Guy Pozner Guy Pozner
Language: Hebrew
video in Hebrew
The presentation was given on 2024.09.16 at PyCon Israel 2024 - Conference.

Mobileye accelerates ML development with multi-modal datasets using Python, Parquets, and Daft. We will cover dataset formats, Daft’s capabilities, its usage examples, and its integration into Mobileye's cloud-native architecture.

Large-scale multi-modal datasets play a pivotal role in the development of computer vision solutions based on deep learning algorithms. Historically, different data formats have been used at various stages of the ML development life cycle to optimize specific tasks. During training, a sequential pass over the entire dataset is essential, while validation involves map-reduce operations.

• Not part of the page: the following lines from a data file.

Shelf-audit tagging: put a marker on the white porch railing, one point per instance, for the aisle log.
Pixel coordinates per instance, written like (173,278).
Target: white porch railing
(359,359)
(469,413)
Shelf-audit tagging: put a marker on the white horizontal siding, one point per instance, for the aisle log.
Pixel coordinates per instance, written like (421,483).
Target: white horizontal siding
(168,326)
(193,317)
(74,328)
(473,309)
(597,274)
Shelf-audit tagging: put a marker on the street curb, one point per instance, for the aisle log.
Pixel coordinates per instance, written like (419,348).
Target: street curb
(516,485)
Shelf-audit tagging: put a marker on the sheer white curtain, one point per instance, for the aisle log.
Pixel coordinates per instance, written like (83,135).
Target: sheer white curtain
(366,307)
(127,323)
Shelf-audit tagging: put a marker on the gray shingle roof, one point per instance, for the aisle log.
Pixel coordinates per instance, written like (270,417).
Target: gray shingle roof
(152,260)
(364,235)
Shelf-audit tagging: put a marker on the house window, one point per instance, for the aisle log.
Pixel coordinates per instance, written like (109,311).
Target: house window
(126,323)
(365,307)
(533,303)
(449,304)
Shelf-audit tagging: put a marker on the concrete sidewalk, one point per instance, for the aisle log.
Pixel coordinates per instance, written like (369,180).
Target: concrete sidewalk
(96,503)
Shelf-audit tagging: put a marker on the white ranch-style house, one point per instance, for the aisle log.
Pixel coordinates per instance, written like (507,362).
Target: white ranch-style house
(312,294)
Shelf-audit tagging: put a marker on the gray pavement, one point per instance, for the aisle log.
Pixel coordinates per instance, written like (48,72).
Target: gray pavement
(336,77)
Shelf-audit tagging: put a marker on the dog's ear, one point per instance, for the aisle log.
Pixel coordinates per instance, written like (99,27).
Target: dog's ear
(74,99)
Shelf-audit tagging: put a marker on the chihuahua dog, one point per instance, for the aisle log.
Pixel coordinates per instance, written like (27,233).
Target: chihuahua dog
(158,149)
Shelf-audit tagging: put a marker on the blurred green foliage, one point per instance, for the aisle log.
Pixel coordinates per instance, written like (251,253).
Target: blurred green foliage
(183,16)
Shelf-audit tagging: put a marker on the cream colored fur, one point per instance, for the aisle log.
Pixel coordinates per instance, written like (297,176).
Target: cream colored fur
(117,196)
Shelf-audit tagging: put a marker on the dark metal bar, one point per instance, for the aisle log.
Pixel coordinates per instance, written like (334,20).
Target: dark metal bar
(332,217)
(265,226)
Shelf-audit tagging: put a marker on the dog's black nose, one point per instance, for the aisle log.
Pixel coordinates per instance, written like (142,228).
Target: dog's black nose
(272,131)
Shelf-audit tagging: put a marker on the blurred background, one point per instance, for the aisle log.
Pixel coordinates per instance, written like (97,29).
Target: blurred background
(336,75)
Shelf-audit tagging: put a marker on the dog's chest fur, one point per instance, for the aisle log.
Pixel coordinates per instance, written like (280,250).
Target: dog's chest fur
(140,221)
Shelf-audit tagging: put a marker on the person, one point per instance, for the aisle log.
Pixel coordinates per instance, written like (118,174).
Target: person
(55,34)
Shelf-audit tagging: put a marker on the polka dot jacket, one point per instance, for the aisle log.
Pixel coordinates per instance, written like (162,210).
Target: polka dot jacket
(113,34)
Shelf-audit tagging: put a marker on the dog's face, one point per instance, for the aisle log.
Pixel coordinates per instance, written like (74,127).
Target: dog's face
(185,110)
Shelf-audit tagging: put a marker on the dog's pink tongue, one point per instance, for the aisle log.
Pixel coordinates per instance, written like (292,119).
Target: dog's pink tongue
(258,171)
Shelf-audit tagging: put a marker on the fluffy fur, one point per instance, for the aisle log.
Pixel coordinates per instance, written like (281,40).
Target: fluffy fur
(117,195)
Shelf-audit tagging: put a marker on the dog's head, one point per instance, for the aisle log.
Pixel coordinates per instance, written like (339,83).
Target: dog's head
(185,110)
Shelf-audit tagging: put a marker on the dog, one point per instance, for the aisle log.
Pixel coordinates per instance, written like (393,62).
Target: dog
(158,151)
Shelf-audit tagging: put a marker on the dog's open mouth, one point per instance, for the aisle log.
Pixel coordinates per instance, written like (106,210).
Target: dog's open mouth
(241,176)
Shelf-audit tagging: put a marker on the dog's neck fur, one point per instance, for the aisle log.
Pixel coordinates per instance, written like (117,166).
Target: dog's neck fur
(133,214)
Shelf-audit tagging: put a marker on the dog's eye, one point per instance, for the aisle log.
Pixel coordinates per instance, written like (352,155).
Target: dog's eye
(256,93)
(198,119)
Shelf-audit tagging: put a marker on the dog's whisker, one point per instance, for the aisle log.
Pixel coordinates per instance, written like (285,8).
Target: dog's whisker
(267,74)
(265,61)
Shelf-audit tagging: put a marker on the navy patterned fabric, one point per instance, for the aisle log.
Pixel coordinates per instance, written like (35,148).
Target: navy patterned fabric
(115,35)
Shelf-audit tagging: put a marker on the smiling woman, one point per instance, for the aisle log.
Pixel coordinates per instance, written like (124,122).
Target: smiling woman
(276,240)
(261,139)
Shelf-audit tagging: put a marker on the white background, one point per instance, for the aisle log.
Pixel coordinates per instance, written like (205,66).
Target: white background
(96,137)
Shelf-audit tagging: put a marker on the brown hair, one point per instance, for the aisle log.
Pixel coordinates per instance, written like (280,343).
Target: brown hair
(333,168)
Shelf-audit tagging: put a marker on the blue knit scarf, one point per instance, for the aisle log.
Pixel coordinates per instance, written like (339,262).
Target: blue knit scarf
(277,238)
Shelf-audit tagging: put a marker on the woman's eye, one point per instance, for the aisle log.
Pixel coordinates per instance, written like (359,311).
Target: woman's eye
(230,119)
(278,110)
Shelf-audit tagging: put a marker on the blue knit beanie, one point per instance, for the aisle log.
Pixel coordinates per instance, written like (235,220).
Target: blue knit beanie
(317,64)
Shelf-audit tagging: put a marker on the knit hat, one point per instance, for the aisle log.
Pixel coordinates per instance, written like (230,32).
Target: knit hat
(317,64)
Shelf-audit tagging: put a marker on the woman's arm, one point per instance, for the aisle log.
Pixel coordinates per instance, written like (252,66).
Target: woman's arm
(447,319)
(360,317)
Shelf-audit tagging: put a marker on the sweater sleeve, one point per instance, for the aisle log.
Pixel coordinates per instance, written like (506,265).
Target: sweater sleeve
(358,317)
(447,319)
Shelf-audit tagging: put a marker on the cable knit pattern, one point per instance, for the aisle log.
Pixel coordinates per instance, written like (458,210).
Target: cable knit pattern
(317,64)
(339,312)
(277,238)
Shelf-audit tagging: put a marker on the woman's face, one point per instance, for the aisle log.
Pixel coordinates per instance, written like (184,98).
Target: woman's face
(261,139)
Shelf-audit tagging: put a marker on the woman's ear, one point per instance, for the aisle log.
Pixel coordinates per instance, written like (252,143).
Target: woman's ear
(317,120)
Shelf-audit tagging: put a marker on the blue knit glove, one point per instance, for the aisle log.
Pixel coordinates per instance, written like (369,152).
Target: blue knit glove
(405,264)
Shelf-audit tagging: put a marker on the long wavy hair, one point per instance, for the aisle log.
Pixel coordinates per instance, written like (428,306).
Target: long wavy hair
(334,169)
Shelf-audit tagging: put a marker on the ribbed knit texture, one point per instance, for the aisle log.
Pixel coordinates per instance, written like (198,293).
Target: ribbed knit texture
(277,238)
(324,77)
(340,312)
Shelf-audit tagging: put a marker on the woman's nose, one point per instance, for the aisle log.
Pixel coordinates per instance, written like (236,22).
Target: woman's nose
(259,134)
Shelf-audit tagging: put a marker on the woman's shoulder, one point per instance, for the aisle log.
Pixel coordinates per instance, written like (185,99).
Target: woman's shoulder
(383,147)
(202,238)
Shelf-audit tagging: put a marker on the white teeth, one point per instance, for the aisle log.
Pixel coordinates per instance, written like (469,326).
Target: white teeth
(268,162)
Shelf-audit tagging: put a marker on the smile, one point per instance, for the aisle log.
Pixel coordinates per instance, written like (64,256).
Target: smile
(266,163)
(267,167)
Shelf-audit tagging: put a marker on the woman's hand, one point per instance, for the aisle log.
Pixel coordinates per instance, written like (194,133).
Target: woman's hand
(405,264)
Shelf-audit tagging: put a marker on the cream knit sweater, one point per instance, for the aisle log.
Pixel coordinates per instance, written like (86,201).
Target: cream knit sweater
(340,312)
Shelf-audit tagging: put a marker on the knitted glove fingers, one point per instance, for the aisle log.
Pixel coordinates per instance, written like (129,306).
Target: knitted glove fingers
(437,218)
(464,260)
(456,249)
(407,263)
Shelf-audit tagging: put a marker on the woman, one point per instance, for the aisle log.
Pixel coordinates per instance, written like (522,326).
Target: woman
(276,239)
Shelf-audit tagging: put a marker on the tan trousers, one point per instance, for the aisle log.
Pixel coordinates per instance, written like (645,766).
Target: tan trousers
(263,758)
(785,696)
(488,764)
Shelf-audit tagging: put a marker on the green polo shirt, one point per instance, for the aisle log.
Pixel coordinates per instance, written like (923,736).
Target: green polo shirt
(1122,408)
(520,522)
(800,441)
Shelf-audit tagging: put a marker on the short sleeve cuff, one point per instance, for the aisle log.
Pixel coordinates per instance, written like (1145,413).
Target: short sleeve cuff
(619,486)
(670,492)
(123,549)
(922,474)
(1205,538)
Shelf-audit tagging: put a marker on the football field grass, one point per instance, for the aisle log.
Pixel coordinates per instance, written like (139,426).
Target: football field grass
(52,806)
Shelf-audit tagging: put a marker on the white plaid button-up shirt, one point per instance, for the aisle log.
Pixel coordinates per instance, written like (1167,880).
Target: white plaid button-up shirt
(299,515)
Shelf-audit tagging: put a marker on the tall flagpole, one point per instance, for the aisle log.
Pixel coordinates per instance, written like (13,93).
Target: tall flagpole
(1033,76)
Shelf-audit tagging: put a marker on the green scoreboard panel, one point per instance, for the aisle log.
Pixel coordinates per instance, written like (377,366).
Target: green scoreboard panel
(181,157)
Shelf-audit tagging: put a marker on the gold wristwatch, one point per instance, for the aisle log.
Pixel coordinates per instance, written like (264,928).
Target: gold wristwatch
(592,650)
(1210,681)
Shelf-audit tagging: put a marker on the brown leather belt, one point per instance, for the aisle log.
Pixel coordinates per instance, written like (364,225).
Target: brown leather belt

In this talk, we’ll delve into how Mobileye leverages Python, Parquets, and Daft to streamline the AI development life cycle. We’ll explore the following key aspects: - Dataset Formats and Reading Options - We’ll discuss various options for representing multi-modal datasets, and how choosing the right format impacts training and validation efficiency. - What Is Daft - Daft is a high-performance Python query engine designed for handling complex, multimodal data types. Its Rust core engine executes operations lazily via Daft’s Expressions API. Additionally, Daft seamlessly integrates with essential Python libraries like PyTorch and offers efficient cloud storage integration. - Examples of Daft Usage - Through practical examples, we’ll demonstrate how Daft simplifies working with multi-modal datasets. From loading data to preprocessing. - Daft in a Cloud-Native Architecture - Learn how Daft seamlessly integrates into Mobileye’s cloud infrastructure. We’ll explore its role in enabling multi-tenant access to datasets, ensuring fast data retrieval, and maintaining a single source of truth.

Throughtout the talk We’ll discuss real-world scenarios showing how Daft accelerates the AI development lifecycle. Attendees will gain insights into best practices for leveraging Daft effectively.